Among them: Finding people willing to spend money for things that may help the community in general — reducing use of landfills, creating more-fertile soil — but don’t benefit them directly.
“At the end of the day, people pay us because it makes them feel good,” Brosowsky said.
That represents a business niche, but a small one, said Justin Senkbeil, co-founder of North Carolina’s CompostNow.
“It’s a very challenging business to get into,” he said. “It’s something that grows with culture and with awareness.”
Widespread acceptance of organics recycling, however, could in the long run undercut the viability of small, entrepreneurial ventures like CompostNow, Compost Cab and Compost Crusader.
A growing number of communities are looking at putting citywide organics recycling programs in place, said Jerry Powell, executive editor of Resource Recycling magazine. Such programs already are running in hundreds of communities, most of them large West Coast cities and their suburbs, he said.
One-man-and-a-truck operations can’t handle citywide organics recycling. Rather, Powell said, it’s most efficiently done by the municipalities themselves, or the large haulers with which they contract.
“At which point our business goes away,” Senkbeil said. “So this model, nationwide, is probably a 10-to 15-year business model.”
Tashjian, though, sees plenty of near-term potential.
“One thing there is not a lack thereof is waste,” she said. “It happens every day, all year. It doesn’t matter what the weather’s like. It doesn’t stop.”
That’s true enough. In 2012, the Environmental Protection Agency estimates, Americans dumped 69 billion pounds of food scraps in landfills. Hollow out the U.S. Bank tower in downtown Milwaukee and you could fill it more than 75 times with all that garbage.

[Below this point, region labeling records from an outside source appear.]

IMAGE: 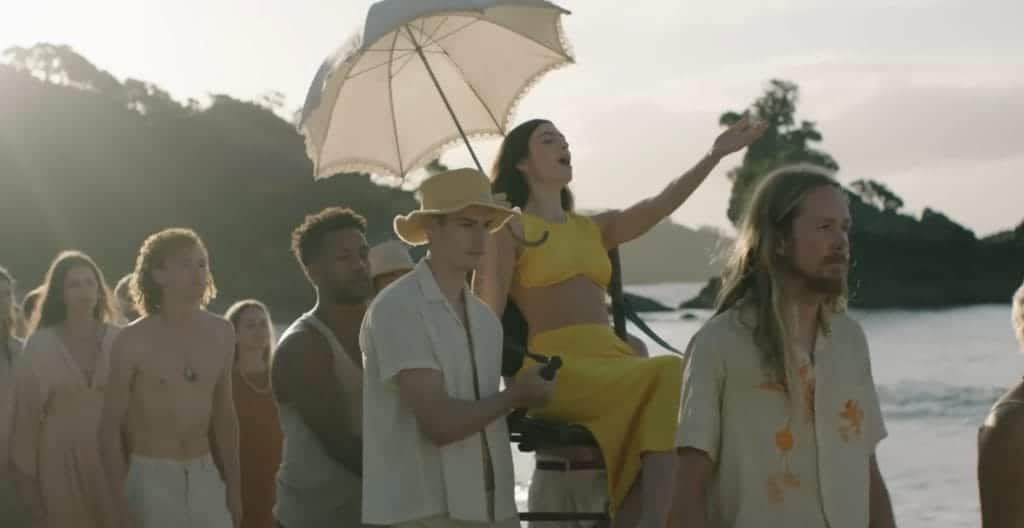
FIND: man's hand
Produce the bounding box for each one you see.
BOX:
[511,365,555,408]
[711,116,768,159]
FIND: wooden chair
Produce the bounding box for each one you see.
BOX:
[502,249,630,522]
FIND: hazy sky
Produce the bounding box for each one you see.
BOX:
[0,0,1024,235]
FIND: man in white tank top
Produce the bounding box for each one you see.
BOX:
[270,208,372,528]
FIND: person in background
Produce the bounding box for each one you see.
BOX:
[978,283,1024,528]
[224,299,284,528]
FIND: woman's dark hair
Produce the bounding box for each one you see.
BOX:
[490,119,574,368]
[0,266,16,365]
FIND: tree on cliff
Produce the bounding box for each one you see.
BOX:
[719,79,839,225]
[850,180,903,213]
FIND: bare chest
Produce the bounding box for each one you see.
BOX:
[136,332,230,394]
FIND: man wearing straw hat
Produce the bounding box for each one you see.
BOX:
[370,240,416,294]
[359,169,552,528]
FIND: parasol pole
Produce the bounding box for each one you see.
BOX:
[406,26,486,174]
[404,25,550,248]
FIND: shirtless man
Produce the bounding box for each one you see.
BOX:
[100,229,242,528]
[270,207,373,528]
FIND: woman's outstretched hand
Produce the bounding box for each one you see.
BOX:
[711,116,768,159]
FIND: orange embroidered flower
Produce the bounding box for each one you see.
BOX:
[839,400,864,442]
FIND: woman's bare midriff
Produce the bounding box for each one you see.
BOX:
[513,275,608,336]
[513,275,608,464]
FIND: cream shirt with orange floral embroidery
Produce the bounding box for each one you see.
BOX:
[677,310,886,528]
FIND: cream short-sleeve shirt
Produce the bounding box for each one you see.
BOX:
[677,309,886,528]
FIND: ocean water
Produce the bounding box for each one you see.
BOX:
[514,283,1024,528]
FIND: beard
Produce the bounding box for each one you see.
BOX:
[800,257,847,296]
[786,256,848,296]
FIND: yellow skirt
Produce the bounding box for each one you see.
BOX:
[520,324,683,516]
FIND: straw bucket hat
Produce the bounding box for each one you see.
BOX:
[394,169,519,246]
[370,240,416,278]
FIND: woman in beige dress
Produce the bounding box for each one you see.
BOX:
[11,252,118,528]
[0,267,31,526]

So the 25,000 pounds Compost Crusader diverted in August is a droplet in a Mississippi River-sized waste stream. But it’s a start.
“I’m committed to making this work,” Tashjian said.

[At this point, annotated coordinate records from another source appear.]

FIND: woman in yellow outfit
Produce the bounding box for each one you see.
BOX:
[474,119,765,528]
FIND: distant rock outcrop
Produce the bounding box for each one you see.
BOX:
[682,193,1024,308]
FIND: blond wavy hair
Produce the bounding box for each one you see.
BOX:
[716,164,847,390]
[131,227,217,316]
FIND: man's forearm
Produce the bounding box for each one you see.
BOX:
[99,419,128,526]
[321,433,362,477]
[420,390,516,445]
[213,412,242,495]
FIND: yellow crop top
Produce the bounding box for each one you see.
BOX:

Her service wins praise from kitchen manager Anne Vaillancourt at Beans & Barley, one of Compost Crusader’s customers.
“It’s going great,” Vaillancourt said. “She does a great job.”
Vaillancourt said the system — tossing waste vegetables, fruit, eggshells, cheese and such into a container lined with a compostable bag made of plant material — has worked smoothly and has reduced garbage by about a third at the east side restaurant, deli and grocery store.
That means no more overloaded Dumpsters, and Vaillancourt hopes that Beans & Barley eventually can offset its added costs by cutting back on its current four pickups a week of regular garbage.
Tashjian also heads a nonprofit volunteer organization, Kompost Kids, that diverts organic materials from the waste stream. Her business operates independently of the nonprofit, she said.
A waitress at Transfer Pizzeria and Cafe (another customer), she has taken something of a do-it-yourself approach to Compost Crusader. Her dump truck was modified for waste pickup by her boyfriend, Matthew Scannella, at his business, Robert Ivens Machinery Co.
Scannella makes the recycling dumpsters there too, and, since he holds a commercial license, drives the truck.
He and Tashjian do the route on Sunday mornings.
The cool weather this summer has been a bonus, holding down odors wafting into the cab.
Anyway, the smell isn’t that bad, and Tashjian hung one of those pine-tree shape air fresheners inside Torty.
“That seems to do the job,” she said.